WASHINGTON — State transportation officials are warning of dire consequences for both improvement projects and the bond issues they may use to finance them if Congress allows federal aid for state and local highway and transit projects to end Sept. 30.

"There is a crisis brewing," said Susan Martinovitch, director of the Nevada Department of Transportation and president of the American Association of State Highway and Transportation Officials.

Both the federal gasoline tax and the authority for the Department of Transportation to spend the money aiding states and localities expire at the end of fiscal 2011. "Failure puts nearly everything we do at risk," said Kentucky Transportation Secretary Mike Hancock.

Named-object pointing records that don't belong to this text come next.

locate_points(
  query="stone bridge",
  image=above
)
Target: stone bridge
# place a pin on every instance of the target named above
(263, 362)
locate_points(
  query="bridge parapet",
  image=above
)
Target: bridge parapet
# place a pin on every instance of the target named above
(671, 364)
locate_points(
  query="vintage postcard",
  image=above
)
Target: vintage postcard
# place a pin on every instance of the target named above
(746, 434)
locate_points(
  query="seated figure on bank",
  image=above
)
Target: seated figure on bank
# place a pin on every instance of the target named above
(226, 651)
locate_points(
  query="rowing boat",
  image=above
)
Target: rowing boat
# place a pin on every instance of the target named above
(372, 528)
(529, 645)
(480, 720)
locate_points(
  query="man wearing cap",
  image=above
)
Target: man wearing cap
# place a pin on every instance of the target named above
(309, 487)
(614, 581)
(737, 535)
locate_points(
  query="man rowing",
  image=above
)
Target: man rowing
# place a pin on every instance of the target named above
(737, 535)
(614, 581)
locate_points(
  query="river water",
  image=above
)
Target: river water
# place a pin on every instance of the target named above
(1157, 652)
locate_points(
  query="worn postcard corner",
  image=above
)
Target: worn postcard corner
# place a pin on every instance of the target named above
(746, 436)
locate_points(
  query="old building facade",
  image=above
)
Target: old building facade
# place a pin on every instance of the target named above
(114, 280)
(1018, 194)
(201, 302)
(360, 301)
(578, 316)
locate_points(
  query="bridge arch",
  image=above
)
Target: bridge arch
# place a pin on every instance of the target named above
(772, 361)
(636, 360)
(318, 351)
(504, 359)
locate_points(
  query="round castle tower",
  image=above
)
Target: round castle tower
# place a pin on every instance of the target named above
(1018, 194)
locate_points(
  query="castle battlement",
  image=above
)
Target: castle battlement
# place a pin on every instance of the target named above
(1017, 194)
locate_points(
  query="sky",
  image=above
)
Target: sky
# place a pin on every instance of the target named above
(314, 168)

Hancock, Martinovitch, and officials from other states were meeting in Louisville and held a press conference to publicize how worried they are becoming.

"I cannot put out projects [for bid] not knowing if I'll have federal funding," Martinovitch said. "Projects currently under construction will need to be shut down."

Hancock said he was hoping there would be no ripple effect in the municipal bond market. He has no issuance coming up and therefore hasn't had to hold back. If there were a pending issue, Kentucky would be working with its bond advisors, Hancock said, adding, "My guess is we'd decide to wait" until there is some action from Congress.

Nevada has issued about $100 million of debt in recent years for road projects. Martinovitch said if she didn't get the federal money, "I won't get anything done but make bond payments and struggle to find money for that."

There are 11 legislative days before the transportation programs expire. In that time, the House and Senate must agree to continue the 18.4 cents per gallon gasoline tax to keep money in the Highway Trust Fund. They also must agree to the 21st extension of the Safe, Accountable, Flexible and Efficient Transportation Equity Act: A Legacy for Users, or SAFETEA-LU, which expired in 2009.

It will have to be an extension because there is no possibility of reconciling longer-term proposals now on the table. Senate Democrats are backing the two-year, $109 billion bill outlined by Senate Environment and Public Works committee chair Barbara Boxer, D-Calif. House Republicans are supporting a six-year, $230 billion bill.

Boxer plans to move on an extension in early September that would take four months to complete and thus escape the so-called super-committee's deficit-reduction plans, which are due by Nov. 23.

AASHTO executive director John Horsley said "we have not heard from" House Transportation Committee chairman John Mica.

Hancock said he has been confident Congress would pass the gas tax and extension without a fuss. Now, after the stalemate over policy provisions that shut down the Federal Aviation Administration, "I look back and my confidence is shaken," he said.